Once a comprehensive assessment of the current compliance posture is complete, the next crucial step is to develop a robust and actionable compliance strategy. This strategy should be more than a simple checklist; it needs to be a multi-faceted plan that integrates people, processes, and technology, ensuring continuous adherence to the new SEC regulations. The efficacy of this strategy depends on clear ownership, strategic resource allocation, and measurable milestones.

A well-defined strategy will mitigate risks, optimize resource utilization, and provide a clear roadmap for achieving compliance by the January 2025 deadline. It should be dynamic, allowing for adjustments as new interpretations or challenges arise.
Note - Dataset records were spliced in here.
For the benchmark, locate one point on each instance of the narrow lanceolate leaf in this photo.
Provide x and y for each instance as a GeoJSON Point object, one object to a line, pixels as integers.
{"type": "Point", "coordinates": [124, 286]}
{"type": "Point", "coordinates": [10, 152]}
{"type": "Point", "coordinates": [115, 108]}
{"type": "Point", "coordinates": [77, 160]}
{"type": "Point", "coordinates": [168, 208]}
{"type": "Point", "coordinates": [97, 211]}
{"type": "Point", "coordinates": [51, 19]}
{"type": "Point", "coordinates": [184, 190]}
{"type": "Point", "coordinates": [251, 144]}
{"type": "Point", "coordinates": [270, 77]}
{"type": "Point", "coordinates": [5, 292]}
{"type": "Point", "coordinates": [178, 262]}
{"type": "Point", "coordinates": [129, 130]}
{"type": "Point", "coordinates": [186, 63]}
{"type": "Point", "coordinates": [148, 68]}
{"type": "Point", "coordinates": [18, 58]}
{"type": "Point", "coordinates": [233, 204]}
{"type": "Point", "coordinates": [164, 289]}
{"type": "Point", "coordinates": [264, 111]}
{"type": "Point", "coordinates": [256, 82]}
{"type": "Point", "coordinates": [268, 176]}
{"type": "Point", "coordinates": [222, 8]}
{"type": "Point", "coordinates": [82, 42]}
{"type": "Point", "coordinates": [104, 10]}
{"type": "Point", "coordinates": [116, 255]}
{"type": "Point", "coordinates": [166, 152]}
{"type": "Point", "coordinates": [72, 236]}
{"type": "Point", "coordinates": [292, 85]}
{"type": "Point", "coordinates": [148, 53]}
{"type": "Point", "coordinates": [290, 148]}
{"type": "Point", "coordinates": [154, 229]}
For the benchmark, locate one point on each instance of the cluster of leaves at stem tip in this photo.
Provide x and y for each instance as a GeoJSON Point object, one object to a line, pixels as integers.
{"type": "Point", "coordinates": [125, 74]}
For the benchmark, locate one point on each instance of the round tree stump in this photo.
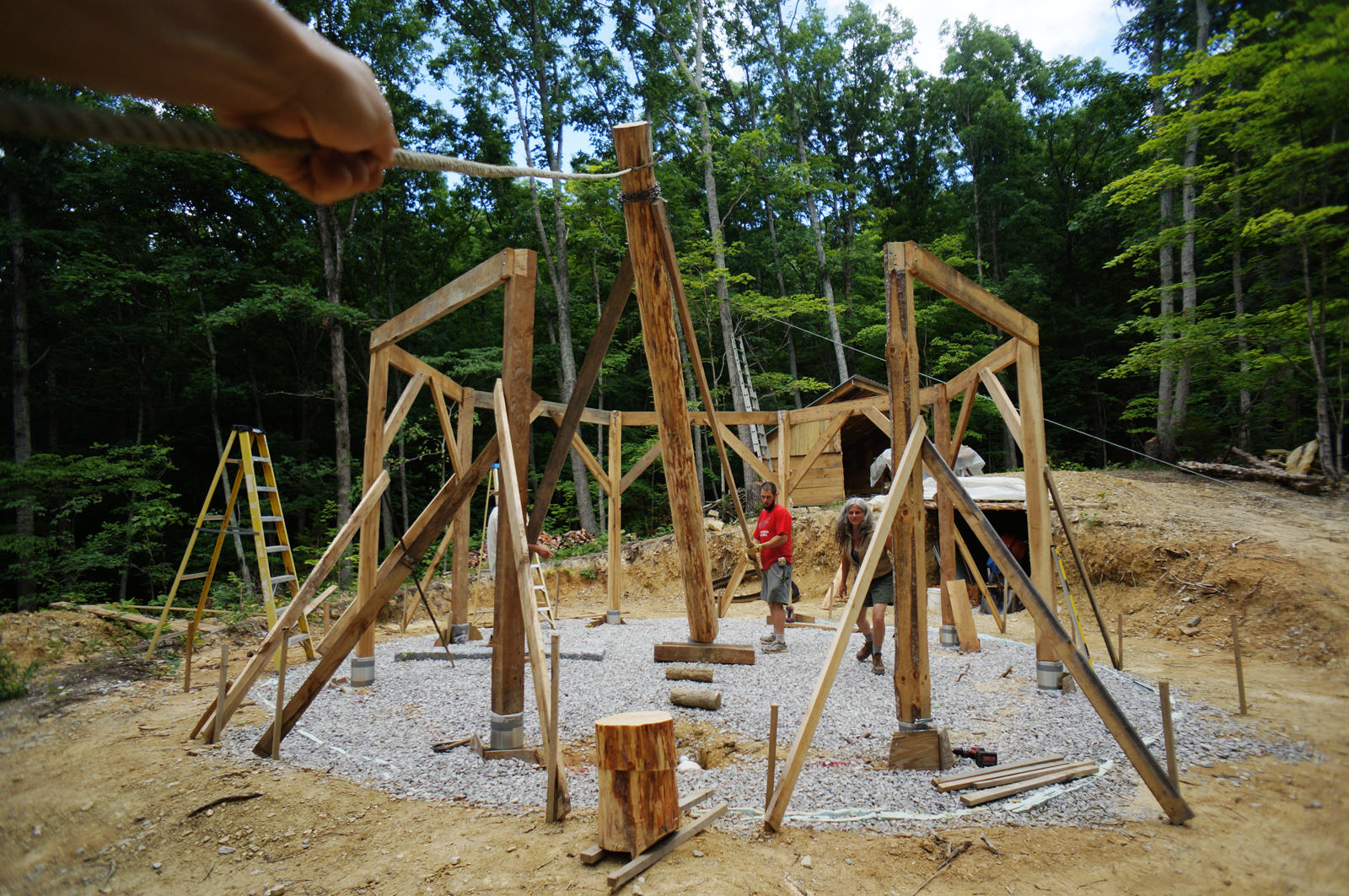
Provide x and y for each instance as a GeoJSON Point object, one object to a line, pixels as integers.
{"type": "Point", "coordinates": [638, 794]}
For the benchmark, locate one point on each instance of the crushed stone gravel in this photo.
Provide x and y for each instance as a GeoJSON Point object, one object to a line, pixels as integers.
{"type": "Point", "coordinates": [382, 734]}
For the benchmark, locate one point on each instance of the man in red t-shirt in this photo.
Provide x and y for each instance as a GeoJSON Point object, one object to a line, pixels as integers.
{"type": "Point", "coordinates": [773, 540]}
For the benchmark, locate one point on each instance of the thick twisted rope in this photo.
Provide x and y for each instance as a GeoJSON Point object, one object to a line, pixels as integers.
{"type": "Point", "coordinates": [64, 121]}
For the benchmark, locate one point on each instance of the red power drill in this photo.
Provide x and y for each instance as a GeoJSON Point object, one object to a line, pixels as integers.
{"type": "Point", "coordinates": [982, 757]}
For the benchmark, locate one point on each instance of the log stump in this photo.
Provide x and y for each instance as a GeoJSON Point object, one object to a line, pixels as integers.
{"type": "Point", "coordinates": [638, 792]}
Implementing Internal Controls and Processes

At the heart of any compliance strategy are strong internal controls and streamlined processes. Companies must establish new or modify existing internal controls to capture, process, and report the newly required information accurately and consistently. This includes financial, operational, and IT controls.

For instance, developing a standardized process for collecting GHG emissions data, establishing clear protocols for reporting cybersecurity incidents, and refining the approval workflows for disclosure documents are all critical steps. These processes must be documented, communicated, and regularly reviewed to ensure their effectiveness.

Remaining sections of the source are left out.